I have the following rule (taken from SMTP - RFC5321):
!path : "<" [ a_d_l ":" ] mailbox ">"
When I try to parse this line:
<test.com:test.test@testtest.com>
I get the following error:
No terminal defined for ':'
What's unusual is that if I simply change the ":"
for "_"
, it somehow works:
!path : "<" [ a_d_l "_" ] mailbox ">"
<test.com_test.test@testtest.com>
What also works is a line not including that part [ a_d_l ":" ]

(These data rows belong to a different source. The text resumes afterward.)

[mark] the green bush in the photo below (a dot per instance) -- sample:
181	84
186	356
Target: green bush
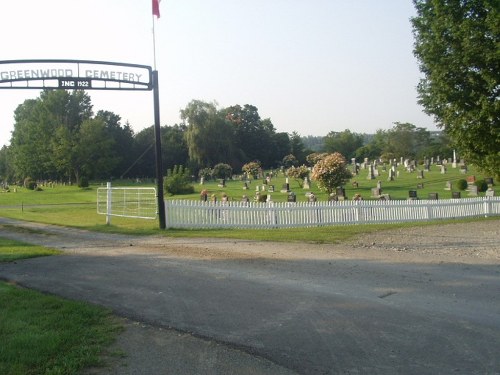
222	170
178	181
83	182
482	186
263	198
461	184
29	183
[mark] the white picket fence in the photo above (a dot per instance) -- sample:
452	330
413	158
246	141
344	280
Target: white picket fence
196	214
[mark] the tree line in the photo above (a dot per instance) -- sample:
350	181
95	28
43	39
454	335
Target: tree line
57	136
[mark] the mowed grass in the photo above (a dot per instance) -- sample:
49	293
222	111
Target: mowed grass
11	250
43	334
72	206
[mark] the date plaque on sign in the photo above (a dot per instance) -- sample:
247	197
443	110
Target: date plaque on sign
74	75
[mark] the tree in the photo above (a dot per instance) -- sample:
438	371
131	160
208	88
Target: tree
331	172
456	43
252	169
222	170
297	148
209	136
289	161
45	133
298	174
345	142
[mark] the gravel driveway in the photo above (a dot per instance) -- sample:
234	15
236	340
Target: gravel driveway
424	300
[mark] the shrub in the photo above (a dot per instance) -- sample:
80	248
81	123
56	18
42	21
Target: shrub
330	172
262	198
83	182
482	186
298	173
222	170
206	173
252	169
462	184
29	183
178	181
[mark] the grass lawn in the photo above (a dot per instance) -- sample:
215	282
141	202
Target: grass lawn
43	334
72	206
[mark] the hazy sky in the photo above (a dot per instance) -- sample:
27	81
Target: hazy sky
311	66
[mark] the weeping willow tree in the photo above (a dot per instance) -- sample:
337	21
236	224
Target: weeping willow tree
209	136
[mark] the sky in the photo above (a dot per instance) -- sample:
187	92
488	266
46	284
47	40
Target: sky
311	66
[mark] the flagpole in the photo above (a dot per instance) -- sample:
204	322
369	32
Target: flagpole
154	43
157	127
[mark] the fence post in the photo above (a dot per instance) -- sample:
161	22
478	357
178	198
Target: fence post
108	203
487	206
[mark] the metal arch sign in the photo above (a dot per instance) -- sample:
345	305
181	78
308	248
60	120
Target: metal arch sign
74	75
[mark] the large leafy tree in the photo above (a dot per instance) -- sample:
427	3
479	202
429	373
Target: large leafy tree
56	136
457	43
252	135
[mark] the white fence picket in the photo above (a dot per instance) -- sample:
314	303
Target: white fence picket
194	214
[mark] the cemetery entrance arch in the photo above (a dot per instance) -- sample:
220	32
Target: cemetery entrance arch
89	75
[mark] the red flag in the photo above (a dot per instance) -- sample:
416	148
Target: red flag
156	8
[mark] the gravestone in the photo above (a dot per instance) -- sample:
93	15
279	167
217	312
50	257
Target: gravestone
490	192
433	196
473	190
370	173
391	175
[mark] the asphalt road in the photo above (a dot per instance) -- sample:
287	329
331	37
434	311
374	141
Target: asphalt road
306	316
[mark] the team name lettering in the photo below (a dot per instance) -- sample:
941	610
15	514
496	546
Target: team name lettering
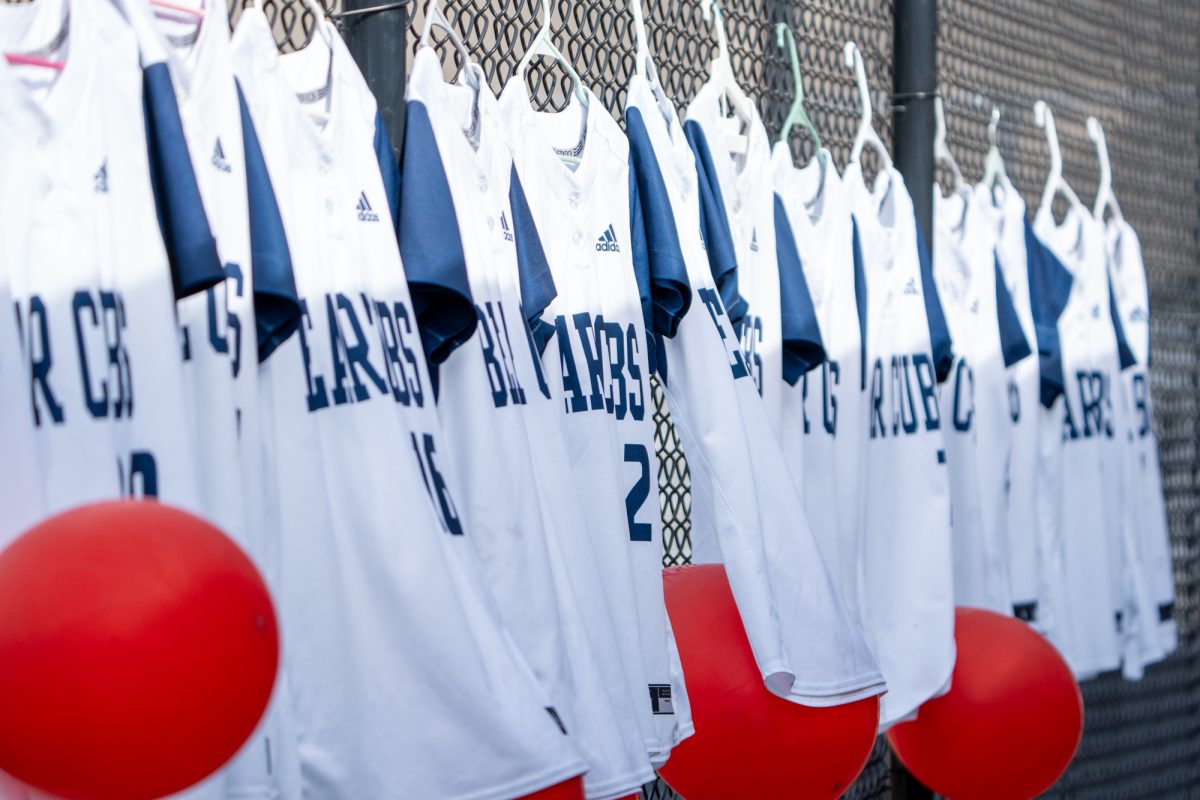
106	373
607	374
715	312
831	376
497	350
905	397
964	396
751	341
1095	408
372	347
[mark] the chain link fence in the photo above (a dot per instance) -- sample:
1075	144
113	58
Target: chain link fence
1134	64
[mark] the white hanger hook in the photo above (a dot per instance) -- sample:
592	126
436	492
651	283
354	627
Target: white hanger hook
853	59
1044	118
994	127
713	13
642	42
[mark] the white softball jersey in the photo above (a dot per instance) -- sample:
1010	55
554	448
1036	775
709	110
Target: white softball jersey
495	401
1090	626
108	162
821	428
1128	276
976	398
907	575
747	512
742	184
1024	398
21	489
591	220
225	332
394	651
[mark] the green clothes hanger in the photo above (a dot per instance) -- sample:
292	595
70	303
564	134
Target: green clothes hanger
797	115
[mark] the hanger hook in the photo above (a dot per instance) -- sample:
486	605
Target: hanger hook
853	59
713	13
642	43
994	127
786	40
1044	118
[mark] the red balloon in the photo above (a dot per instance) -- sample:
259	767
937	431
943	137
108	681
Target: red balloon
1013	701
571	789
138	650
748	741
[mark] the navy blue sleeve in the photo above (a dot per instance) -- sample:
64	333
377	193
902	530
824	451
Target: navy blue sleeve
388	168
714	227
939	331
1049	290
859	298
670	294
1126	353
803	348
641	257
431	245
538	289
191	247
1012	338
276	301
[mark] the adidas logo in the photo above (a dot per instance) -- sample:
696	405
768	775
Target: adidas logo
100	180
219	158
364	209
607	241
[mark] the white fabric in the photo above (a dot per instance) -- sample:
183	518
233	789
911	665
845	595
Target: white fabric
1091	578
909	594
822	428
495	404
975	400
396	660
1145	511
747	187
583	215
1026	493
745	510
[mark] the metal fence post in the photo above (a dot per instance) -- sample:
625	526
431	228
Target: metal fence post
915	85
376	34
913	88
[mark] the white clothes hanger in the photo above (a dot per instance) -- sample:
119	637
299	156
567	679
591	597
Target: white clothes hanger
433	16
544	44
720	73
942	154
1104	196
319	16
1055	181
797	115
867	134
994	164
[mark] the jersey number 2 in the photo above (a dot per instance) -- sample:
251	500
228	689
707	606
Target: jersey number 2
639	531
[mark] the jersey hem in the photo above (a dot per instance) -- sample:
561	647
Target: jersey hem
526	786
618	787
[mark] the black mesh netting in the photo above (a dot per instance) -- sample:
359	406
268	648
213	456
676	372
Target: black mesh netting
1134	64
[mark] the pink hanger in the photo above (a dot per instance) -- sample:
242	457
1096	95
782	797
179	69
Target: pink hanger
34	61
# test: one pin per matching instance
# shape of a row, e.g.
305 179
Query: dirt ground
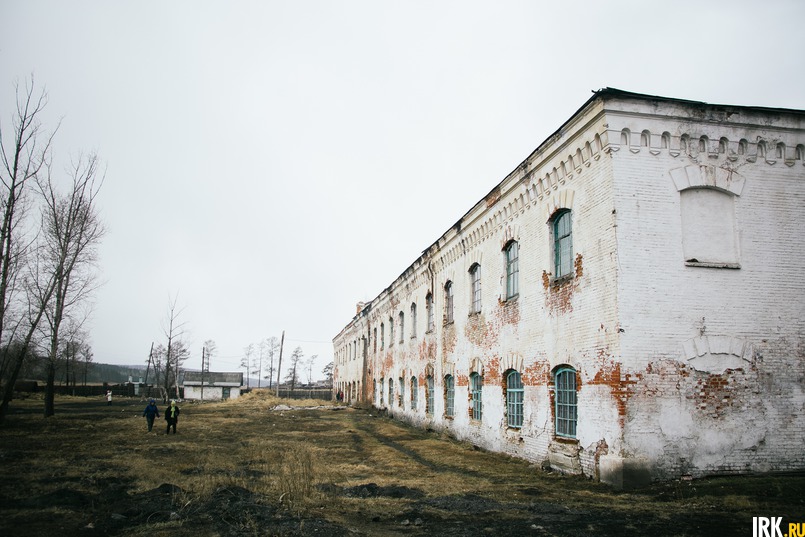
251 467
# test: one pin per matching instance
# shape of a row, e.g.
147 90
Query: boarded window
708 227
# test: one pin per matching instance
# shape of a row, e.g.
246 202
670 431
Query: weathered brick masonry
672 341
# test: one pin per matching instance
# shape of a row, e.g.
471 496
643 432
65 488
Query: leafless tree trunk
247 360
71 230
175 352
272 348
293 377
23 157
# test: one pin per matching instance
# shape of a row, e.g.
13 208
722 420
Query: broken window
429 396
476 392
475 288
511 253
708 227
401 402
562 244
514 400
565 395
449 396
402 327
448 302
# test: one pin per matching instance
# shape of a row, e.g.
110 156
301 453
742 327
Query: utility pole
150 359
279 367
203 349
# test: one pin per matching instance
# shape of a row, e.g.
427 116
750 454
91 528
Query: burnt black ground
56 479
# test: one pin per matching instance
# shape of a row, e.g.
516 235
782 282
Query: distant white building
628 303
215 387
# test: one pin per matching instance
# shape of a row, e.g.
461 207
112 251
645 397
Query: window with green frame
514 400
512 255
476 393
449 396
562 244
429 395
475 288
448 302
402 327
565 406
401 402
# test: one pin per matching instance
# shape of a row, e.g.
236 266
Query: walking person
172 416
151 411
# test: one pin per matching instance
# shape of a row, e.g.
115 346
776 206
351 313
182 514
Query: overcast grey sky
273 163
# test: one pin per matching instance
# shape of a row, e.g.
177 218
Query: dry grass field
246 467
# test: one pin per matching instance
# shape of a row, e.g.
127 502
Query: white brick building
627 303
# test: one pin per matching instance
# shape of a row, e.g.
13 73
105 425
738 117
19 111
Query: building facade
626 304
211 386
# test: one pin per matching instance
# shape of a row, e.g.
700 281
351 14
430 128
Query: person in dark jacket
151 411
172 416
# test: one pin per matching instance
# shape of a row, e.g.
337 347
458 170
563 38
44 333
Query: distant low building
211 386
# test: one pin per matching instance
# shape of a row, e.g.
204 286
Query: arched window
449 396
429 396
512 257
402 327
476 396
475 288
562 231
514 400
401 401
448 302
566 411
708 227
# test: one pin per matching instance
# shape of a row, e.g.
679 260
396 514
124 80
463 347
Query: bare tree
71 232
24 153
74 353
328 373
309 368
175 352
246 361
293 375
210 349
272 345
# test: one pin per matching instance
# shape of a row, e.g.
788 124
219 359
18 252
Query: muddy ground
251 468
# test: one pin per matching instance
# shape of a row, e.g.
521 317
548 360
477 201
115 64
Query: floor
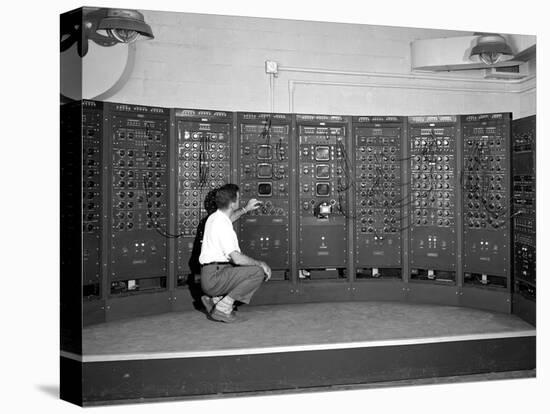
311 324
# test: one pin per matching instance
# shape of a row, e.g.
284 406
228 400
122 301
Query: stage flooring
292 347
295 327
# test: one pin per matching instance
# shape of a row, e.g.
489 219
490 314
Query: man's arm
252 204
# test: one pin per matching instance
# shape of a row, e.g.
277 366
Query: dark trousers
237 282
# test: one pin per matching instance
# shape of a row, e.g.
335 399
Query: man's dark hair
225 195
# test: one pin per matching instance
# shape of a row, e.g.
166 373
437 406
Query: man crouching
228 275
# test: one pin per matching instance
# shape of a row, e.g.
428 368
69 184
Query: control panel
264 173
204 140
325 176
139 188
433 167
524 204
92 130
486 198
378 191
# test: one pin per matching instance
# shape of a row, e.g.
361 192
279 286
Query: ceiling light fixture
491 49
106 27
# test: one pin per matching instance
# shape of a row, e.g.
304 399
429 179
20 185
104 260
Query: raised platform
290 347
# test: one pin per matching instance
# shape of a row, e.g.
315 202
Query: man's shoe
208 303
220 316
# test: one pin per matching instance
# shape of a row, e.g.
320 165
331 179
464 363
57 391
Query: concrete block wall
217 62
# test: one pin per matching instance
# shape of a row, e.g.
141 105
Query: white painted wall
217 62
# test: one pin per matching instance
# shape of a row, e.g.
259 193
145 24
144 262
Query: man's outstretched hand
267 270
252 204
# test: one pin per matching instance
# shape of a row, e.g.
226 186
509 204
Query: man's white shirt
219 239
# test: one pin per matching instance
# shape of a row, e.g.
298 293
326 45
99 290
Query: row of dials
91 173
139 175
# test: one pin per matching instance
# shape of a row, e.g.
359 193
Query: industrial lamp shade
125 25
491 49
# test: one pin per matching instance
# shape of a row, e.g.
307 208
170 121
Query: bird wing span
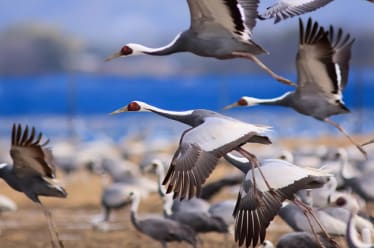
201 147
253 214
29 156
237 16
290 174
316 70
342 54
188 170
284 9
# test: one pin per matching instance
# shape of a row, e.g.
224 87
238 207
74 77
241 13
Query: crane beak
235 104
118 111
113 56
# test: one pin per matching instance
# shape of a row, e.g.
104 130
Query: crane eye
126 50
133 106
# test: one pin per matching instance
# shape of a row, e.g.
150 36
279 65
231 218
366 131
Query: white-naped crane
260 201
32 172
220 29
322 65
284 9
368 142
193 212
159 228
202 145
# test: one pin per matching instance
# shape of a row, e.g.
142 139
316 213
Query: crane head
126 50
134 106
243 101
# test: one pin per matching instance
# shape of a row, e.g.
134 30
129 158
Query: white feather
280 173
216 132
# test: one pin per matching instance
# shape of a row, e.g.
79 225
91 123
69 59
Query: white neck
151 108
281 100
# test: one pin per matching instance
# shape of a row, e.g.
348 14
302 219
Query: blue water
93 94
51 102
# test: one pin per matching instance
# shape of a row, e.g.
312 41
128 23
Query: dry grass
27 227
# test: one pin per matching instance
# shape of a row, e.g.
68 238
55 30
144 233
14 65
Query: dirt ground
27 227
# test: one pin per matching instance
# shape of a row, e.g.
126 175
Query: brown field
27 227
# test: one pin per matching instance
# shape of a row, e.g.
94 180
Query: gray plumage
223 210
322 64
159 228
32 171
6 204
295 218
256 207
32 166
220 29
213 188
302 240
284 9
201 146
360 183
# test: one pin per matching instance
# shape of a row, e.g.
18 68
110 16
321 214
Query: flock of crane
223 29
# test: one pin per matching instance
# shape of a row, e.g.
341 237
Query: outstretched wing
284 9
253 214
236 16
316 70
201 147
30 158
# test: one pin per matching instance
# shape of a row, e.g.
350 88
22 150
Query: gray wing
316 70
201 147
188 170
30 158
253 215
237 16
284 9
342 54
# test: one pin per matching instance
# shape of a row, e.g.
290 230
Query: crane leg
336 125
264 67
52 228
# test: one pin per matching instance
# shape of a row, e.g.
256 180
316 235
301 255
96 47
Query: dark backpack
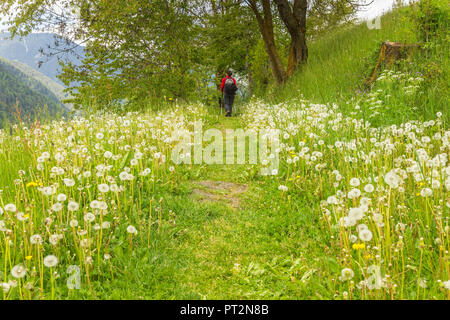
230 87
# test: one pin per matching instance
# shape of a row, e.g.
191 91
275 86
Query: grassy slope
265 250
339 61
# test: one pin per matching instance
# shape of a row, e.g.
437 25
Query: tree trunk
294 18
298 53
266 27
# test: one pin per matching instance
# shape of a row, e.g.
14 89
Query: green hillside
34 100
36 79
340 62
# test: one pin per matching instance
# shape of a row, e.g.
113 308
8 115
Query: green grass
276 245
340 62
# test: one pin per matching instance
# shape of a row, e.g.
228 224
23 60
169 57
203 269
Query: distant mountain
28 51
34 100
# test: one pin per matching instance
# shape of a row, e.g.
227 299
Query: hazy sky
374 10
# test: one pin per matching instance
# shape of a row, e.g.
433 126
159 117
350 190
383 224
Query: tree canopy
137 51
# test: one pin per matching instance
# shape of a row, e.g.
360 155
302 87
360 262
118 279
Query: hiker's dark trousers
228 102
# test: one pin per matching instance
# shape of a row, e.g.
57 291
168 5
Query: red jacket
225 79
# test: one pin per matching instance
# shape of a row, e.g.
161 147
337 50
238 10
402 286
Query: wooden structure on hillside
391 51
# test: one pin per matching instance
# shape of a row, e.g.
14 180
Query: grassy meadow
93 207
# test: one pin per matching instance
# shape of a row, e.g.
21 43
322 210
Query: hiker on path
229 88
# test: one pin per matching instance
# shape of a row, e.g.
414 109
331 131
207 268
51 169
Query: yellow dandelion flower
358 246
31 184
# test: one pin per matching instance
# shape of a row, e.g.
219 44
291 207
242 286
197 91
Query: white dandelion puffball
50 261
365 235
36 239
426 192
392 179
356 213
89 217
10 207
57 207
61 197
131 230
18 271
103 188
347 274
69 182
369 188
73 206
354 182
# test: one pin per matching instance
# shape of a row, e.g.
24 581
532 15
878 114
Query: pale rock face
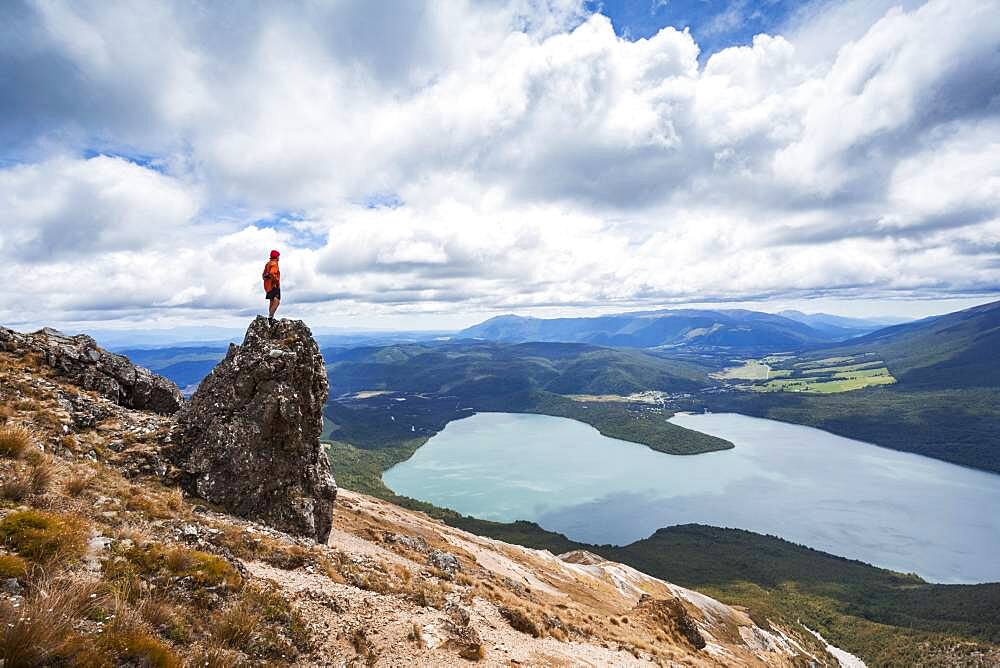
249 438
81 362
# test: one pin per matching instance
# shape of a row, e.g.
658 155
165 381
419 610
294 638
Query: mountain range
685 329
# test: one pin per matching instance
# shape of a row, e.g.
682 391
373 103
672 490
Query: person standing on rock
272 283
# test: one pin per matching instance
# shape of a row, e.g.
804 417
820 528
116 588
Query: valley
926 388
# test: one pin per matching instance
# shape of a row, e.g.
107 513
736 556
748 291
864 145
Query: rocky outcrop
79 360
249 438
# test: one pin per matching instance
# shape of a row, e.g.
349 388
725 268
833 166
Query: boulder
80 361
248 440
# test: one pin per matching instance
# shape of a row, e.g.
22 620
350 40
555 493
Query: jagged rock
249 438
444 561
79 360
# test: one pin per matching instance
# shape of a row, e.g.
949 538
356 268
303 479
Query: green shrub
12 566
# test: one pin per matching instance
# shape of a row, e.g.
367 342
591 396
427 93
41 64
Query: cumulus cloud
490 155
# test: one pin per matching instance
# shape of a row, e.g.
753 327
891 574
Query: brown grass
12 566
520 620
41 475
130 641
236 626
16 487
215 657
78 483
44 537
40 632
14 441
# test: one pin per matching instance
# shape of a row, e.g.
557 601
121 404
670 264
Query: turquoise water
853 499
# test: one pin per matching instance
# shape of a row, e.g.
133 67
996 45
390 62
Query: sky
430 164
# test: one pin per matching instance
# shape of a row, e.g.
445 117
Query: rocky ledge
248 440
82 363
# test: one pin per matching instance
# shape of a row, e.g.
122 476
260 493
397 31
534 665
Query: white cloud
538 158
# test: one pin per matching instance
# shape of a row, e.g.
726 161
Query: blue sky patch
382 201
146 161
715 24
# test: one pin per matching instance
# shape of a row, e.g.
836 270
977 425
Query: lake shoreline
596 507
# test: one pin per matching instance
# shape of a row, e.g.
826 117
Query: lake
853 499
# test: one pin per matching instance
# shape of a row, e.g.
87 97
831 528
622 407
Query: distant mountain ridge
839 326
955 350
744 330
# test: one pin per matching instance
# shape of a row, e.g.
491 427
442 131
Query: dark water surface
892 509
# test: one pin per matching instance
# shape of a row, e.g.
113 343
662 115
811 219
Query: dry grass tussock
15 441
40 631
44 538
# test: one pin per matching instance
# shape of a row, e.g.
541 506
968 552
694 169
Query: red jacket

(which is optional as indicated by []
)
!path : "<" [ a_d_l ":" ] mailbox ">"
<test.test@testtest.com>
I already tried to define a terminal rule for the colon but this did not work either:
!path : "<" [ a_d_l COLON ] mailbox ">"
COLON : ":"
<test.test@testtest.com>
Minimal reproducible example:
As requested in the comments.
from lark import Lark
grammar = r'''
!path : "<" [ a_d_l ":" ] mailbox ">"
a_d_l : at_domain ( "," at_domain )*
at_domain : "@" domain
domain : sub_domain ("." sub_domain)*
sub_domain : let_dig [ldh_str]
let_dig : ALPHA | DIGIT
!ldh_str : ( ALPHA | DIGIT | "-" )* let_dig
address_literal : "[" ( ipv4_address_literal | ipv6_address_literal | general_address_literal ) "]"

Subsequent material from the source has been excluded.